As part of the results, Kraken also introduced financial guidance for 2022, in which they set a revenue range of between $36 million and $42 million, paired with EBITDA ranging from between $5 million and $7 million.

“Based on discussion with management, we believe that it has a high degree of visibility to the low end of guidance based on contracts in hand, along with high probability wins over the course of CY22,” Leung said.

To that end, after Kraken wrapped up 2021 with $25.6 million in revenue for a 108.1 per cent year-over-year increase, Leung forecasts an increase to $35.7 million in revenue for 2022, marking a potential year-over-year jump of 39.5 per cent.

In terms of valuation, Leung forecasts the company’s EV/Revenue multiple to drop from the reported 3.5x from 2021 to a projected 2.5x in 2022.

Meanwhile, the positive fourth quarter pushed Kraken’s 2021 EBITDA into an overall positive of $2.3 million for an implied margin of nine per cent. Looking ahead to 2022, Leung’s forecast again remains toward the bottom end of management’s guidance, with the $2.8 million estimate implying a margin of 7.8 per cent.

From a valuation perspective, Leung introduced an EV/EBITDA multiple of 40.1x to wrap up 2021, with a drop to 32.6x projected for 2022.

“We believe the upper end of guidance will be predicated on the award of several larger mandates (within military), which are expected to materialize over the course of the year,” Leung said. “We view new contract wins within its core Kraken product business and PanGeo sub-seabed survey services division as key catalysts for the stock.”
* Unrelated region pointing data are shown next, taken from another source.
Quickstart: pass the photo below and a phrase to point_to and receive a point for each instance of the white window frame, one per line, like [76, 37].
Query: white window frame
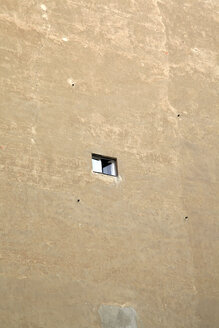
[98, 165]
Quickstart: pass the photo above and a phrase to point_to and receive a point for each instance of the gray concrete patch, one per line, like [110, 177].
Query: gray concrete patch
[117, 317]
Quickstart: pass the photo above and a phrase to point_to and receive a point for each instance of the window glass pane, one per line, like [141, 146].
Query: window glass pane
[108, 167]
[96, 165]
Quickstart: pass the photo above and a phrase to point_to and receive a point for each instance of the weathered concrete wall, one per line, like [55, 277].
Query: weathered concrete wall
[145, 92]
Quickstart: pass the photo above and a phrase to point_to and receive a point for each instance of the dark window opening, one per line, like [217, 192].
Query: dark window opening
[104, 165]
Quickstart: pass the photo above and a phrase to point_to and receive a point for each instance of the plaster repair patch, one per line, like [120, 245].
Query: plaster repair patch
[117, 317]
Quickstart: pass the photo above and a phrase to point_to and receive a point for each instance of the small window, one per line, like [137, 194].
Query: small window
[104, 165]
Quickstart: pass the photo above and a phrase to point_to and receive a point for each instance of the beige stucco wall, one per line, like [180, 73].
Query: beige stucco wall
[136, 66]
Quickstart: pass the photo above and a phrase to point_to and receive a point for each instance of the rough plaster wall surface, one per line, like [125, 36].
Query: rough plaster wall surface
[131, 79]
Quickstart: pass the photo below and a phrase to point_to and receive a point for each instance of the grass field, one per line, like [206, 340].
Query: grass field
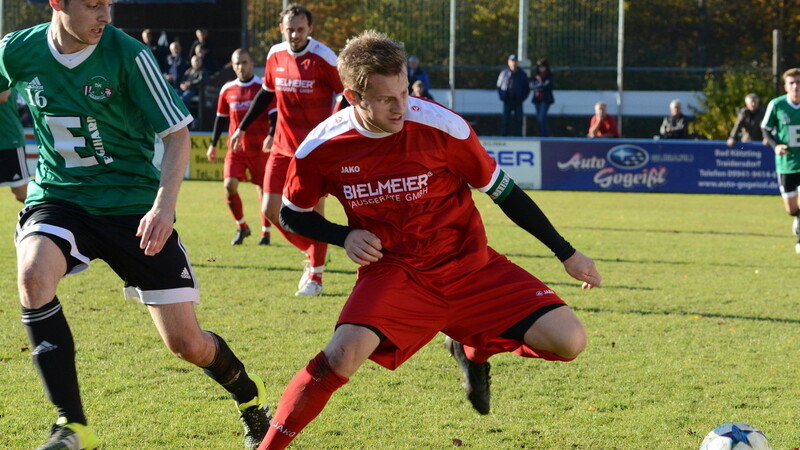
[695, 326]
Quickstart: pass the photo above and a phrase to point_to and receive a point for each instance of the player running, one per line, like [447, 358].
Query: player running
[301, 74]
[781, 129]
[233, 102]
[402, 168]
[97, 99]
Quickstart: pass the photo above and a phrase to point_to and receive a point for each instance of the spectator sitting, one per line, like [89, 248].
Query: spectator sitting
[415, 73]
[676, 125]
[602, 124]
[748, 121]
[150, 39]
[418, 90]
[176, 64]
[192, 81]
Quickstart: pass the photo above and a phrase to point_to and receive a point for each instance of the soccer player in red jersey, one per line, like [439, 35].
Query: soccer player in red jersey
[402, 168]
[234, 101]
[301, 73]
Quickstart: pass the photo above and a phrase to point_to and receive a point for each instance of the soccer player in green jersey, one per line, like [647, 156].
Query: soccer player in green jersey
[98, 99]
[781, 129]
[13, 167]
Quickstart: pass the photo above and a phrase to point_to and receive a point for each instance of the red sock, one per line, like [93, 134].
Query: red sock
[235, 205]
[304, 398]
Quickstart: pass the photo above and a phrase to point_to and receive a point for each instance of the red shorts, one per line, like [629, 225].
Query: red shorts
[238, 164]
[410, 308]
[275, 178]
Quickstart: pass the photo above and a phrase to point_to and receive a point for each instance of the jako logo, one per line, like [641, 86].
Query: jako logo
[628, 156]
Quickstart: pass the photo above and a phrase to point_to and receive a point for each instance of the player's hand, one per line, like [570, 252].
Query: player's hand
[211, 154]
[154, 229]
[581, 267]
[266, 147]
[363, 247]
[236, 140]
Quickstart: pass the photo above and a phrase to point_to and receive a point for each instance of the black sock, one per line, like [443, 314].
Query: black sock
[53, 354]
[228, 371]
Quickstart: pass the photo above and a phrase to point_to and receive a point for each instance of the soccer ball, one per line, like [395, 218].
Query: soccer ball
[735, 436]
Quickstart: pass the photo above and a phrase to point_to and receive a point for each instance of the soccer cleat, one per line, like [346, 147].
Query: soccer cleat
[255, 416]
[70, 436]
[476, 376]
[241, 233]
[311, 288]
[306, 276]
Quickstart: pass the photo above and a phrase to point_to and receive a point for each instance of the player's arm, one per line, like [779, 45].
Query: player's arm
[156, 225]
[362, 246]
[259, 104]
[524, 212]
[220, 123]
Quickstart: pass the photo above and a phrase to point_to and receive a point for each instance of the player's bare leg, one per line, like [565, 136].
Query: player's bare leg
[177, 324]
[312, 387]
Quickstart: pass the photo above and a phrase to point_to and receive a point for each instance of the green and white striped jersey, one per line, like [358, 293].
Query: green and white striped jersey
[96, 114]
[784, 120]
[11, 133]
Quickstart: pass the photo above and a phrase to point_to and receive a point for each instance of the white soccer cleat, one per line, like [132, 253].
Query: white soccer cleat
[311, 288]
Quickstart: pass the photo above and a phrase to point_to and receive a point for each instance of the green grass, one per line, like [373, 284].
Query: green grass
[695, 326]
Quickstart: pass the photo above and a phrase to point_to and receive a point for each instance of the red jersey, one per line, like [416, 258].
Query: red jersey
[234, 101]
[304, 84]
[411, 188]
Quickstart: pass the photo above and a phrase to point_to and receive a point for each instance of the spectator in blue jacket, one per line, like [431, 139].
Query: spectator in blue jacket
[513, 88]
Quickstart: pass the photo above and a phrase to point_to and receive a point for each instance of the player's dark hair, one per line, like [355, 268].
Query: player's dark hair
[371, 52]
[794, 72]
[295, 9]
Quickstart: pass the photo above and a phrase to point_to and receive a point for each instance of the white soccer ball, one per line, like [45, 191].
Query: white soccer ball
[735, 436]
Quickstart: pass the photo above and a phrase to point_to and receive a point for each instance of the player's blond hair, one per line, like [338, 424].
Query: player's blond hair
[371, 52]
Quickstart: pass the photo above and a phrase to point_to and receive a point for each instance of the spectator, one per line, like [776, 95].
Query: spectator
[602, 124]
[176, 64]
[418, 90]
[675, 125]
[512, 88]
[207, 52]
[192, 81]
[542, 86]
[748, 121]
[415, 73]
[150, 39]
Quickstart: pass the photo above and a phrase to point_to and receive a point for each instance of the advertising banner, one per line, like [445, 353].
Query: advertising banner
[658, 166]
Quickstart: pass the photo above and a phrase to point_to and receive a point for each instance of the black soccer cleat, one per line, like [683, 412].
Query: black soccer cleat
[241, 233]
[476, 377]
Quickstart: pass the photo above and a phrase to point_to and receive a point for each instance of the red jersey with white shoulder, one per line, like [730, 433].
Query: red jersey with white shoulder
[411, 188]
[304, 84]
[234, 101]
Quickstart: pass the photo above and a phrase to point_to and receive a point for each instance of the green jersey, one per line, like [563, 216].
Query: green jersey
[12, 136]
[96, 114]
[784, 118]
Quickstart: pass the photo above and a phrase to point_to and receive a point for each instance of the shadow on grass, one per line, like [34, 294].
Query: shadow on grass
[686, 313]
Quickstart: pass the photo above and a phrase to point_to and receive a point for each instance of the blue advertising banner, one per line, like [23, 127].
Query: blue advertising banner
[644, 165]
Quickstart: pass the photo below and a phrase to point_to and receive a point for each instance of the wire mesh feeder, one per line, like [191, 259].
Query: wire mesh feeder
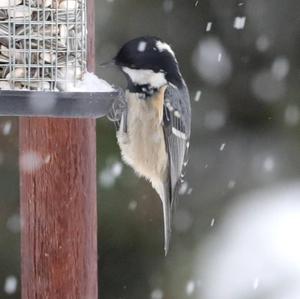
[43, 47]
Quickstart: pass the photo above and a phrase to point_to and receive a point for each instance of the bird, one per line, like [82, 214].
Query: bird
[154, 121]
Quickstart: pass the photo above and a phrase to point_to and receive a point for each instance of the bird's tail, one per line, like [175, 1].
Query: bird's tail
[164, 191]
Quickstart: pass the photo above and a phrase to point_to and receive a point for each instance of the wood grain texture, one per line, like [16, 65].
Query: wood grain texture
[58, 209]
[58, 203]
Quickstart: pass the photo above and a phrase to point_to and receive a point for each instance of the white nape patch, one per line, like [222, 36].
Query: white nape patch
[161, 46]
[178, 134]
[142, 46]
[143, 77]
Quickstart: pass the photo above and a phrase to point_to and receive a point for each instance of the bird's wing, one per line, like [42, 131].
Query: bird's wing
[177, 130]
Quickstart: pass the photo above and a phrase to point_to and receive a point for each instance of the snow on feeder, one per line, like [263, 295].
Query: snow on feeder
[43, 54]
[46, 56]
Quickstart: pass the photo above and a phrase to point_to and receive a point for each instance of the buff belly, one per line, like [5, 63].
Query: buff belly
[143, 146]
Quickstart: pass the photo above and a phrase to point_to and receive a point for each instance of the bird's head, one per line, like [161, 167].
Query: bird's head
[148, 63]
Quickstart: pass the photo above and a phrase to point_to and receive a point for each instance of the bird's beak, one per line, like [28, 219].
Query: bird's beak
[109, 63]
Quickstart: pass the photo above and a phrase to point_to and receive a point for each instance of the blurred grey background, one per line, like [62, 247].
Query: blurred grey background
[230, 239]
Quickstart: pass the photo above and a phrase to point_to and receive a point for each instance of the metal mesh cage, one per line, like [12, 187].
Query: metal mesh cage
[43, 44]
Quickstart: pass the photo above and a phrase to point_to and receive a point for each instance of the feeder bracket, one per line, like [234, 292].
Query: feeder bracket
[57, 104]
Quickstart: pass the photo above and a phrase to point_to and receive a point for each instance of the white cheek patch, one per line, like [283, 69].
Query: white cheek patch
[178, 134]
[161, 46]
[146, 77]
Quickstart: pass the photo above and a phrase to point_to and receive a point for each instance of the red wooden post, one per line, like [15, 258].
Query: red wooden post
[58, 203]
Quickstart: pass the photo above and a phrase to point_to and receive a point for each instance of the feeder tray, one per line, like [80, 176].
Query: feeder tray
[43, 54]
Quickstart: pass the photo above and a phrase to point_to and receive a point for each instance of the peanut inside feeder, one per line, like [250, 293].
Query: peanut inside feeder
[42, 44]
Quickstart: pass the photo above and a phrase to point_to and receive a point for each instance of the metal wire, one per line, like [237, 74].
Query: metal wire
[43, 44]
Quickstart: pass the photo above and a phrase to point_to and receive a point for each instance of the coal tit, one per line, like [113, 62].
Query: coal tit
[154, 125]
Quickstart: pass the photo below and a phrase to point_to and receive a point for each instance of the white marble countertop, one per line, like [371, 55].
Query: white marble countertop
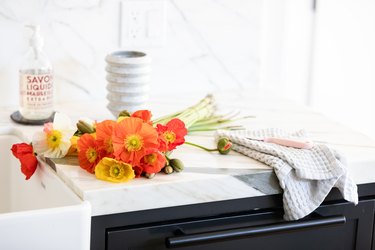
[209, 176]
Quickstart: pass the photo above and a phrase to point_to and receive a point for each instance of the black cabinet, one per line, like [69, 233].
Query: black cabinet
[250, 223]
[332, 226]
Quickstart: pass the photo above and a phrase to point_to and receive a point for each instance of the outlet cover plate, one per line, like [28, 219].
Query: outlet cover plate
[142, 23]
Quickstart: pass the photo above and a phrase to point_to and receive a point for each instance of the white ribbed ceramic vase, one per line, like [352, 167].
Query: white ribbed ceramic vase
[128, 77]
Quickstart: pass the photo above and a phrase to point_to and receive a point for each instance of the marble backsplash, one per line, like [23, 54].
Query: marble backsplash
[210, 45]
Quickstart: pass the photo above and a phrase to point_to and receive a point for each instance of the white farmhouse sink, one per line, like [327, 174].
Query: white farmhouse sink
[41, 213]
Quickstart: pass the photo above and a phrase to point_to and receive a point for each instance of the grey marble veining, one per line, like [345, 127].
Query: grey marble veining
[210, 45]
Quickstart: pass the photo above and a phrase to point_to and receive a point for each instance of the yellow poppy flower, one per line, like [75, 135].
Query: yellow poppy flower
[109, 169]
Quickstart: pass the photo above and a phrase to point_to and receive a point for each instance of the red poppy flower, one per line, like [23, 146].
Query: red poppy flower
[153, 162]
[89, 152]
[132, 138]
[104, 131]
[171, 135]
[25, 154]
[145, 115]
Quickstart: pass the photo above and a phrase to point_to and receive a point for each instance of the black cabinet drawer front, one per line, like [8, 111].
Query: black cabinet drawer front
[262, 230]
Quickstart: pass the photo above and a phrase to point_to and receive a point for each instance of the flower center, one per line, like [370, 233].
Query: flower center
[91, 155]
[116, 171]
[133, 143]
[169, 136]
[54, 138]
[150, 158]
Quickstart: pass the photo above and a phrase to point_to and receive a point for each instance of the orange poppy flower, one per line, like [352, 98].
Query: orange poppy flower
[89, 152]
[153, 162]
[145, 115]
[104, 131]
[171, 135]
[132, 138]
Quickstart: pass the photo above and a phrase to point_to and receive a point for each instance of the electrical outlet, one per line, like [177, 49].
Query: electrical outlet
[142, 23]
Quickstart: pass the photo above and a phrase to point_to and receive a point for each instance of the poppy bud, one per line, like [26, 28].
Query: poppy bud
[85, 127]
[176, 164]
[224, 145]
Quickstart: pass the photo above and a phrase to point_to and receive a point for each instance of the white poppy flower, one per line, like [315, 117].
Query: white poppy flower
[54, 140]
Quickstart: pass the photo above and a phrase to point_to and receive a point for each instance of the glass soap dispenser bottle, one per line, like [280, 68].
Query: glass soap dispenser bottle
[36, 81]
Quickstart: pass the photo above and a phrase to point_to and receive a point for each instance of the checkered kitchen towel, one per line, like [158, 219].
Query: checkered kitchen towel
[305, 175]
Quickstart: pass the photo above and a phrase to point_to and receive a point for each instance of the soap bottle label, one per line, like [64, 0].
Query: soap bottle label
[36, 93]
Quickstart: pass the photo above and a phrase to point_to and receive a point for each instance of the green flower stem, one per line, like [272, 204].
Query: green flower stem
[201, 147]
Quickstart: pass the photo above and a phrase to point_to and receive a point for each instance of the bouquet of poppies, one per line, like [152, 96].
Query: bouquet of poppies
[118, 150]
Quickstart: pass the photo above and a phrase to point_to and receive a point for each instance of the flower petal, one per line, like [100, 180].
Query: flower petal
[40, 142]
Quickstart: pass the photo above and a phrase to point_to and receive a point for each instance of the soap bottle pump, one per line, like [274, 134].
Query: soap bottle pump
[36, 81]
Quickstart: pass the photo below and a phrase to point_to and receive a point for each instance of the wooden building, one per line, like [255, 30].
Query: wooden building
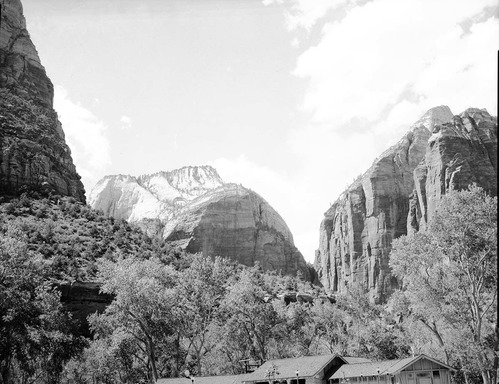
[335, 369]
[412, 370]
[300, 370]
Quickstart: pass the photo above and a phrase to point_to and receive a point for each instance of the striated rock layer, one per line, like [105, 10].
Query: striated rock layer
[194, 209]
[460, 152]
[33, 151]
[357, 231]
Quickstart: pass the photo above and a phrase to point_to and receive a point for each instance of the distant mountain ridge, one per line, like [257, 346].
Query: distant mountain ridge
[192, 208]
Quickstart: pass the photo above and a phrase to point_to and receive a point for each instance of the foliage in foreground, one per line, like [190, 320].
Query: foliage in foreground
[174, 312]
[211, 315]
[449, 275]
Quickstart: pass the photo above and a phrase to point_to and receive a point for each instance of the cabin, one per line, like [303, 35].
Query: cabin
[300, 370]
[335, 369]
[233, 379]
[419, 369]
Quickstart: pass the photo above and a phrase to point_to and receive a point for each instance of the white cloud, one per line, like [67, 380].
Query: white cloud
[366, 63]
[126, 122]
[305, 13]
[373, 73]
[86, 137]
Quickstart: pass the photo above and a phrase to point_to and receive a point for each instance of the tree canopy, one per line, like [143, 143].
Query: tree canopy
[449, 277]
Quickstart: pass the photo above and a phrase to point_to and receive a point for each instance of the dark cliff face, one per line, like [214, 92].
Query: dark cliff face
[358, 229]
[459, 153]
[33, 151]
[399, 194]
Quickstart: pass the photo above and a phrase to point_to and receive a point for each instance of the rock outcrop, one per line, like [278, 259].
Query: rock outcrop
[195, 210]
[33, 151]
[357, 231]
[460, 152]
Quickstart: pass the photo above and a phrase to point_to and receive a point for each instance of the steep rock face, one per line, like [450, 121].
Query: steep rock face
[83, 299]
[357, 231]
[33, 152]
[460, 152]
[194, 209]
[20, 65]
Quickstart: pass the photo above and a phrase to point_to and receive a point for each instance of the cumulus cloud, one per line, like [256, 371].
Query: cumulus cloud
[388, 52]
[86, 137]
[126, 122]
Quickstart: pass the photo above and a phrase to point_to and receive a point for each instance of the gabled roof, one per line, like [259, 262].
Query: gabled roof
[404, 363]
[387, 367]
[307, 366]
[233, 379]
[355, 360]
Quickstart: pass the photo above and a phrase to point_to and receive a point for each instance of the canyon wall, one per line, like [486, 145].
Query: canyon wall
[33, 151]
[399, 194]
[192, 208]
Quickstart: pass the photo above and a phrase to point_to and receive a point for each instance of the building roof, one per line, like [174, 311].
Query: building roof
[232, 379]
[307, 366]
[387, 367]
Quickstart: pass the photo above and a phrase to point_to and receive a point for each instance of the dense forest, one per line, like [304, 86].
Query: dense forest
[173, 311]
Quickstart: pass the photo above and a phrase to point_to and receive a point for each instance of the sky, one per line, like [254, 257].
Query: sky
[291, 98]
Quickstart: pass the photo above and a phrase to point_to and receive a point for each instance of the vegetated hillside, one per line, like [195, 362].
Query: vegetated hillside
[71, 236]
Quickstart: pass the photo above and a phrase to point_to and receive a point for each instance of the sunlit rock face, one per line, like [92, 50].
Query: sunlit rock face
[33, 151]
[459, 153]
[195, 210]
[358, 229]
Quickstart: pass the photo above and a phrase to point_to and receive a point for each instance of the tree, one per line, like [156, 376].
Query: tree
[201, 288]
[35, 333]
[449, 276]
[250, 319]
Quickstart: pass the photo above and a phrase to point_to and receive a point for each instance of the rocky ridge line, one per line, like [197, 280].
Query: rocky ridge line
[33, 151]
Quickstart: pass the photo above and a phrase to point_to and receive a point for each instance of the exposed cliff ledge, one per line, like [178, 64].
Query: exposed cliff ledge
[192, 208]
[21, 68]
[459, 153]
[33, 152]
[357, 231]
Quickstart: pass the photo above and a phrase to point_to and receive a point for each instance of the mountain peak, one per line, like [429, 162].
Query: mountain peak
[435, 116]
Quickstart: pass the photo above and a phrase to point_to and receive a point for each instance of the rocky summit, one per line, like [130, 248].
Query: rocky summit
[33, 151]
[399, 194]
[195, 210]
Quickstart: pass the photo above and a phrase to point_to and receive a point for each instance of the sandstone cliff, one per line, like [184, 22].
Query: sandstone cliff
[33, 152]
[357, 231]
[460, 152]
[194, 209]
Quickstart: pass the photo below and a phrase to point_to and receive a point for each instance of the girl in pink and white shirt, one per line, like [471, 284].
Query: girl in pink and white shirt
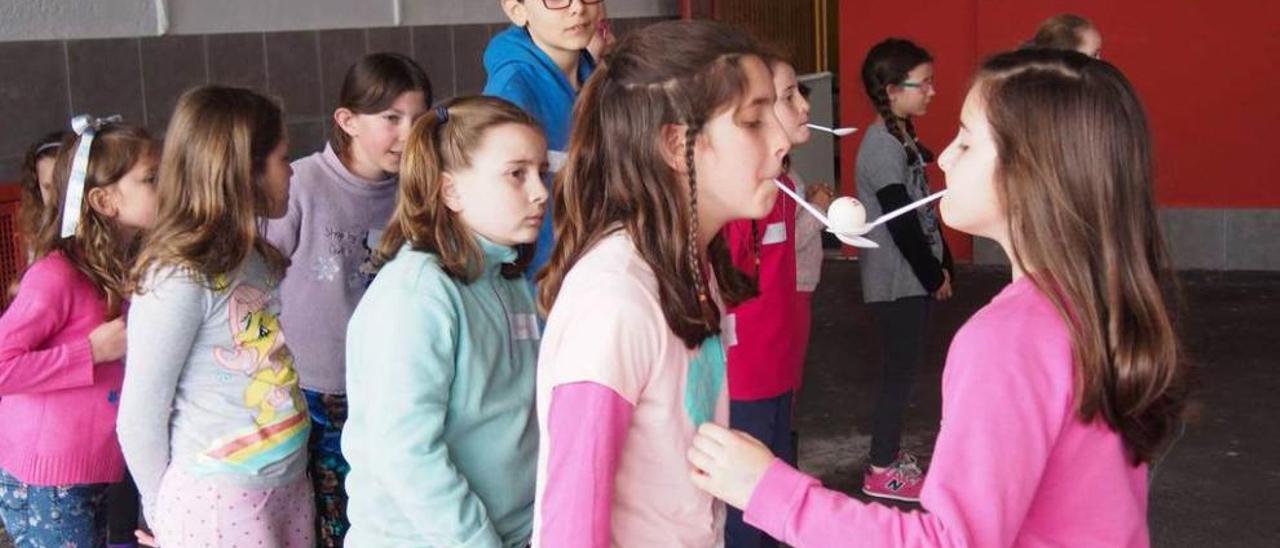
[675, 137]
[1060, 392]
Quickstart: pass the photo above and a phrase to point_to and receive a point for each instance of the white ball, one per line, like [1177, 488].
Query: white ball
[846, 215]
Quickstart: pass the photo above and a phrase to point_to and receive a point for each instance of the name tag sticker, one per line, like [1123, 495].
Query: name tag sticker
[524, 327]
[728, 330]
[775, 233]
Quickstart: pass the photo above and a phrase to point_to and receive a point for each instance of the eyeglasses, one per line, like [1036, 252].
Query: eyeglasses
[562, 4]
[923, 86]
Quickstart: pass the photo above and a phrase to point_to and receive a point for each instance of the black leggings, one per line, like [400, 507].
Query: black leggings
[903, 325]
[122, 511]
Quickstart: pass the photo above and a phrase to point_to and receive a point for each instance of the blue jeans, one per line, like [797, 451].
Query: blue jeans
[769, 421]
[64, 516]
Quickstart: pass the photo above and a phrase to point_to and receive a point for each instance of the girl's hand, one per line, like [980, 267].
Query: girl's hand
[727, 464]
[145, 538]
[106, 341]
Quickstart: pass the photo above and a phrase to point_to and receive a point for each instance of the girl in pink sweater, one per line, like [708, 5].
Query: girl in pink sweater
[62, 341]
[1060, 392]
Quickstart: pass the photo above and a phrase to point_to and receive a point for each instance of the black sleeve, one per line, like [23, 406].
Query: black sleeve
[947, 264]
[909, 237]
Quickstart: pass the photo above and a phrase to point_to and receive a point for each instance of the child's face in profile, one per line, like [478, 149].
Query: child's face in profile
[567, 30]
[378, 138]
[972, 204]
[502, 195]
[740, 151]
[275, 179]
[133, 197]
[792, 108]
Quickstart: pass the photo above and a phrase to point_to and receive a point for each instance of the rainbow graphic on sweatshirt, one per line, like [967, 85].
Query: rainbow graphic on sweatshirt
[255, 448]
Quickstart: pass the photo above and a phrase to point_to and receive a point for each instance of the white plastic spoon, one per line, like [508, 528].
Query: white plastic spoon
[851, 240]
[837, 132]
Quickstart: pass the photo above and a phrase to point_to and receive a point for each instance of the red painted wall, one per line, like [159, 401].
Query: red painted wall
[1205, 72]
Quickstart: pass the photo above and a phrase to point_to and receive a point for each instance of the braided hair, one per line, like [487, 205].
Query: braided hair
[618, 174]
[887, 64]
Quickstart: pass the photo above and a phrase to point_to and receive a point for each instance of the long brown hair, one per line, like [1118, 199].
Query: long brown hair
[96, 249]
[371, 85]
[442, 141]
[617, 174]
[210, 196]
[1075, 181]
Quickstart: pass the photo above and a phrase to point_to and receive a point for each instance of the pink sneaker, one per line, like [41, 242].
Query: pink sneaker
[900, 482]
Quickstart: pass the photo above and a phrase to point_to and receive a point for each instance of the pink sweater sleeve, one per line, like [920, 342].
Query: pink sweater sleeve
[586, 425]
[1002, 409]
[27, 362]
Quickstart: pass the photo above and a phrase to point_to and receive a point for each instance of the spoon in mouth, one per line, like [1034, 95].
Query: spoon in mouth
[837, 132]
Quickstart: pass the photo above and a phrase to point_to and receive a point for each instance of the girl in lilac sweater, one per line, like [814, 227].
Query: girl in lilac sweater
[62, 341]
[1060, 392]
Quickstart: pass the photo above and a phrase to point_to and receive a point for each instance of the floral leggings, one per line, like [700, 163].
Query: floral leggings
[64, 516]
[328, 467]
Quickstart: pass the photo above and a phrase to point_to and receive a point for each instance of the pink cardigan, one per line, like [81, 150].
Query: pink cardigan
[56, 407]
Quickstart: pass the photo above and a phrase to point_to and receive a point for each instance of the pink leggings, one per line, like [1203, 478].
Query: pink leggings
[200, 512]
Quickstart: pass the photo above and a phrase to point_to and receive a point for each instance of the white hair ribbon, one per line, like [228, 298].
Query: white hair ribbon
[85, 126]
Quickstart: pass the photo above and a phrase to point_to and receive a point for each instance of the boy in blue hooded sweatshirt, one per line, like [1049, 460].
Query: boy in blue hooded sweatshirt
[539, 64]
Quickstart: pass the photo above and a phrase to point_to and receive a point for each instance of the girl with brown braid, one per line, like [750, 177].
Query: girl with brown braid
[675, 136]
[912, 265]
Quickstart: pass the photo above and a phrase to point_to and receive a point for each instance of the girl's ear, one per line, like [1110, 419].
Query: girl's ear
[449, 192]
[672, 146]
[346, 119]
[103, 201]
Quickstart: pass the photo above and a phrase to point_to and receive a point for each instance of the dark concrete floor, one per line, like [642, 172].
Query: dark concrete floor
[1220, 485]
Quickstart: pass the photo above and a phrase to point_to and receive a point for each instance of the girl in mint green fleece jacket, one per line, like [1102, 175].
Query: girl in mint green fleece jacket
[440, 435]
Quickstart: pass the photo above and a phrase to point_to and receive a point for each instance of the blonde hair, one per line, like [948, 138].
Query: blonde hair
[96, 249]
[1061, 32]
[1074, 174]
[440, 141]
[210, 196]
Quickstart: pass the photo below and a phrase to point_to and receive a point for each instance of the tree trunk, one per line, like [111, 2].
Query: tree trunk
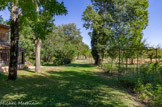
[38, 48]
[98, 60]
[14, 42]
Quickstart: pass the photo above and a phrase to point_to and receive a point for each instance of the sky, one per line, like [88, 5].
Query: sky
[152, 34]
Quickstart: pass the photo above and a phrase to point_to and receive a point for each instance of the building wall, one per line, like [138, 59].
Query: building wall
[4, 36]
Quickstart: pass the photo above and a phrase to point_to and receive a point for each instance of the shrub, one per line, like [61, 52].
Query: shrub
[106, 67]
[146, 83]
[61, 61]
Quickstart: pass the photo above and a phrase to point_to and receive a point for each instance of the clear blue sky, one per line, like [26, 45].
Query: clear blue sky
[153, 33]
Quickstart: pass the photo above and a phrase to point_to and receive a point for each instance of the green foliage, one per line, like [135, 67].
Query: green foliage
[147, 83]
[106, 67]
[64, 42]
[61, 61]
[119, 24]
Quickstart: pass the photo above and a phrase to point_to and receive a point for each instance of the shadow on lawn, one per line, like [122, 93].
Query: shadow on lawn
[66, 88]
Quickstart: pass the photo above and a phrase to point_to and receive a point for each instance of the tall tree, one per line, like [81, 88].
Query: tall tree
[20, 9]
[118, 23]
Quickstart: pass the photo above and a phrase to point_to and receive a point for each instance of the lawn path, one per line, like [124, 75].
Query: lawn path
[75, 85]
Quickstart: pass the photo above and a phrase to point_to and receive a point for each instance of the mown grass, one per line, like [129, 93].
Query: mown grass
[74, 85]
Kraken Robotics has seen its stock price creep up since the start of 2022, reporting a 9.2 per cent return in that time period. After dipping to a 2022 low of $0.33/share on February 14, Kraken began gaining momentum, eventually reaching a 2022 high of $0.48/share on March 25. With his reiterated “Buy” rating, Leung has maintained a target price of $1/share for a potential one-year return of 133 per cent.